Figure 9 shows the optimal amplification for Fig. 7, and Fig. 10 presents the contour representation of Fig. 9. For 50% dimming, the channel quality and optimal amplification increase linearly when the channel quality is less than 25 dB, where the effects of noise and clipping are balanced. For high channel quality, noise becomes negligible. Therefore, reduced clipping results in no further amplification. High-end clipping always occurs for approximately 100% dimming. Because more amplification toward a lower direction reduces the effects of noise, the optimal amplification increases. Note that the simulation is performed for an amplification of 10-30 dB.

In addition, uneven clipping yields a change in the average of the signals, and a shift in dimming follows. This is a critical problem for user demand of the requested dimming level. More uneven clipping induces a further shift in the resulting dimming. Figure 11 shows the resulting shifts, and Fig. 12 shows the contour representation of Fig. 11. A smaller A/σ with a higher dimming target incurs a greater shift in dimming. Note that 50% dimming produces no shift in dimming. As an extreme example, for a dimming target of 1% the error is 100% if clipping results in 2% dimming. Therefore, the shift of dimming by clipping should be considered carefully for OFDM systems in dimmable VLC, particularly for low dimming targets.

Figure 13 shows the region where the BER is less than 10^-2 and the shift in dimming is less than 1%. OFDM is not a suitable option with A/σ < 21 dB, and dimming of greater than 63% is unacceptable with A/σ = 21 dB.

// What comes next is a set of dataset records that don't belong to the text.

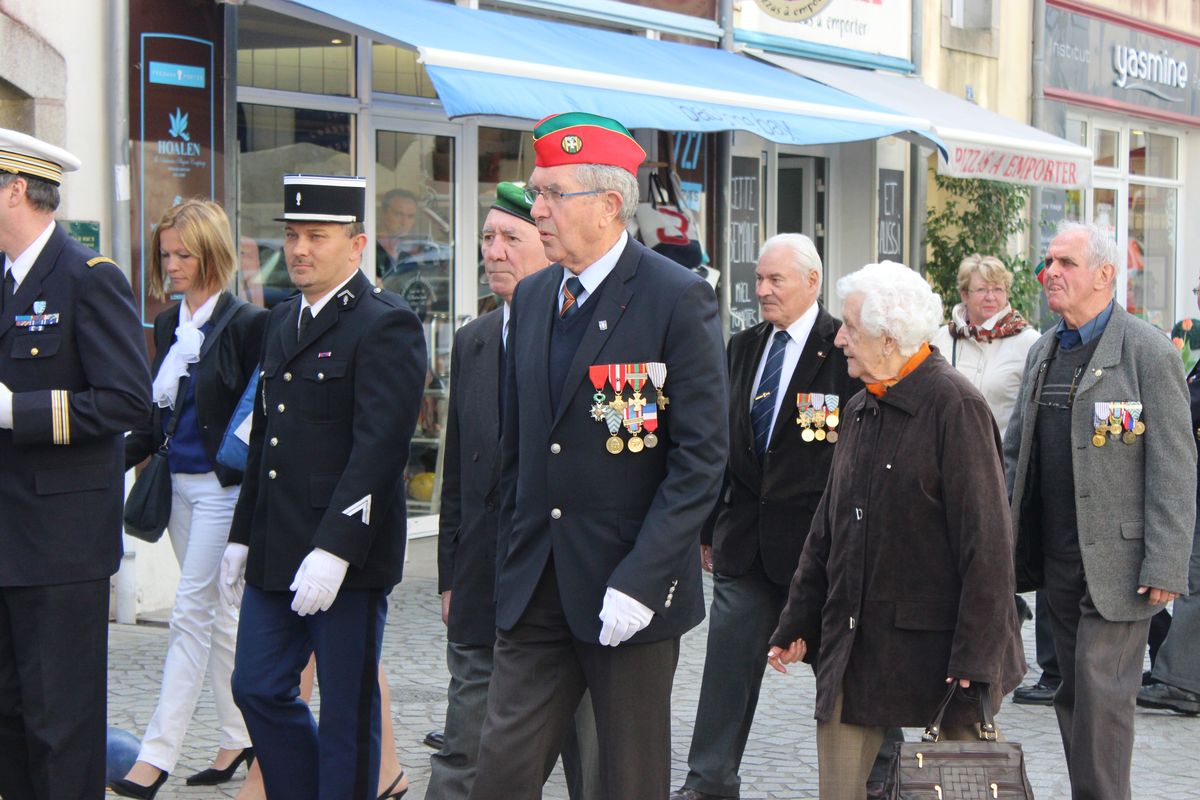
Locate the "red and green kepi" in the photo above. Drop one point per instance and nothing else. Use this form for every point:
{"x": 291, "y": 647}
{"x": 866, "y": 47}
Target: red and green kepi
{"x": 580, "y": 138}
{"x": 510, "y": 198}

This paper reports the optimal amplification and BER depending on the channel quality and dimming target in VLC OFDM systems. In addition, a shift in the resulting dimming caused by uneven clipping is observed. With the restrictions of 10^-2 BER and a 1% dimming shift, OFDM is not preferable with A/σ < 21 dB, and more than 63% dimming is unacceptable with A/σ = 21 dB. OFDM is a candidate for VLC with 85% dimming only when an A/σ value of at least 30 dB can be guaranteed.